MCP 服务器

LeadsClean MCP Server

Sales Intelligence · B2B Lead Extraction An MCP (Model Context Protocol) server that gives AI agents structured B2B lead intelligence extracted directly from company websites. Point it at any URL and get back a clean JSON object — company summary, buying signals, inferred needs, and personalised icebreaker lines — ready to drop into your outreach pipeline. Built for agent pipelines. Works with Cl

README

LeadsClean MCP Server

An open-source MCP server that extracts structured B2B lead intelligence from company websites. Point it at any URL — get back a clean JSON object with company summary, buying signals, inferred needs, and personalised icebreaker lines.

Built as a reference implementation for MCP tool development. Demonstrates multi-provider LLM routing, dual-transport MCP serving, GDPR compliance patterns, and API key management — patterns you can reuse in your own MCP servers.

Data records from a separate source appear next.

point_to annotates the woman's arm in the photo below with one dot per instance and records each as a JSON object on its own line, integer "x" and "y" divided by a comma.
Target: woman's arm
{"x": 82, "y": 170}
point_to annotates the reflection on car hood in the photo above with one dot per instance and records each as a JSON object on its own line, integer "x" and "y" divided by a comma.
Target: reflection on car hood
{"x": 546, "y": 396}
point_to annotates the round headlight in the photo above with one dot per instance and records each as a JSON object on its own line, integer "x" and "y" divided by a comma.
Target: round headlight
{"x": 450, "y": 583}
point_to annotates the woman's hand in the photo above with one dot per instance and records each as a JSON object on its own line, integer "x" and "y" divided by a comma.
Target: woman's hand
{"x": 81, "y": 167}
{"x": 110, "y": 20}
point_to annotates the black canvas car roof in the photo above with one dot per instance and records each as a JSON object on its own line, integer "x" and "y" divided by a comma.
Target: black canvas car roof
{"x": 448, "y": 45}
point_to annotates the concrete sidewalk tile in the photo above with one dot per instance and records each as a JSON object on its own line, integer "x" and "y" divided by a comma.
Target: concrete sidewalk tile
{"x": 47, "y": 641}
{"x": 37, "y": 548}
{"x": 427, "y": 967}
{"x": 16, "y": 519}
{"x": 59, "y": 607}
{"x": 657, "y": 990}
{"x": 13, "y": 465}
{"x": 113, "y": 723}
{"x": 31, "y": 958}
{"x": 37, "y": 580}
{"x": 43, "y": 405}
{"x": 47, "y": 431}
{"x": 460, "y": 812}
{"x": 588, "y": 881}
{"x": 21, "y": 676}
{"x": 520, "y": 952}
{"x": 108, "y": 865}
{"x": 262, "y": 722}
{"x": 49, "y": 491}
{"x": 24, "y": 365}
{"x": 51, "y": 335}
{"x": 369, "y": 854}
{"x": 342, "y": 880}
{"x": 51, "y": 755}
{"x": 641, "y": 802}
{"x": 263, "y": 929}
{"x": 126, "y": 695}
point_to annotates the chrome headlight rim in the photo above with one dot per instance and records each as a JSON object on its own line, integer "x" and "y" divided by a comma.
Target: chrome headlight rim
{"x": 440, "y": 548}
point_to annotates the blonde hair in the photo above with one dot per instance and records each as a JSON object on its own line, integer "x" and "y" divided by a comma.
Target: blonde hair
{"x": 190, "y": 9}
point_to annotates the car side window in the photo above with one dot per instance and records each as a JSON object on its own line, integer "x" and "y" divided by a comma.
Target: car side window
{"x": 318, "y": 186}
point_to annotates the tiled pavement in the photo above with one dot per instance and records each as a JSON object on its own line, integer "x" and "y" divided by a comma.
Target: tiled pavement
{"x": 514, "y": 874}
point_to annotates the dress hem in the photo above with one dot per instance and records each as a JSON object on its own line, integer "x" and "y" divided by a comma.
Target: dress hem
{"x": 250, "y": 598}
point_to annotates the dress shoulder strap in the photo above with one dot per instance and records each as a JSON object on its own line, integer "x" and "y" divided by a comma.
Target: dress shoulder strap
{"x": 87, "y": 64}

Works with Claude Desktop, Cursor, and any MCP-compatible client.

Tools

Tool	Description
`extract_lead_intelligence`	Analyse a single company URL and return structured lead intel
`batch_extract_leads`	Analyse up to 20 URLs in parallel — designed for agent list-processing

Output schema

{
  "company_name": "Acme Hotels Group",
  "core_business_summary": "Boutique hotel chain with 12 properties across Europe.",
  "product_category_match": "Strong match — hotel groups purchase furniture in bulk for room refits.",
  "recent_company_trigger": "Announced expansion to 3 new cities in Q1 2026, adding 400+ rooms.",
  "inferred_business_need": "Bulk furnishing for new hotel rooms on tight fit-out timelines.",
  "icebreaker_hook_business": "Running 12 properties across Europe is impressive — furnishing them at scale is where we help.",
  "icebreaker_hook_news": "Saw the Q1 expansion news — we help hotel groups source wholesale beds and sofas fast.",
  "data_provenance": {
    "source_url": "https://acmehotels.com",
    "source_type": "public_website",
    "collection_method": "jina_reader_public_fetch",
    "contains_pii": false,
    "gdpr_basis": "legitimate_interest",
    "gdpr_notes": "Extracted solely from publicly available company web pages. No personal data collected. Compliant with GDPR Art. 6(1)(f)."
  }
}

Every response includes data_provenance — a machine-readable GDPR metadata block indicating data source, PII status, and legal basis.

Quick start

Prerequisites

Python 3.11+
An API key for at least one supported LLM provider (see Environment variables below)

Install

pip install mcp-leadsclean

Or clone and install from source:

git clone https://github.com/edition/leadsclean
cd leadsclean
pip install -e .

Claude Desktop

Add to ~/Library/Application Support/Claude/claude_desktop_config.json (macOS) or %APPDATA%\Claude\claude_desktop_config.json (Windows):

{
  "mcpServers": {
    "leadsclean": {
      "command": "mcp-leadsclean",
      "env": {
        "OPENAI_API_KEY": "sk-..."
      }
    }
  }
}

Set the key for whichever provider(s) you use (see Environment variables).

Cursor

Add to your Cursor MCP config (~/.cursor/mcp.json):

{
  "mcpServers": {
    "leadsclean": {
      "command": "mcp-leadsclean",
      "env": {
        "OPENAI_API_KEY": "sk-..."
      }
    }
  }
}

HTTP transport (production agent pipelines)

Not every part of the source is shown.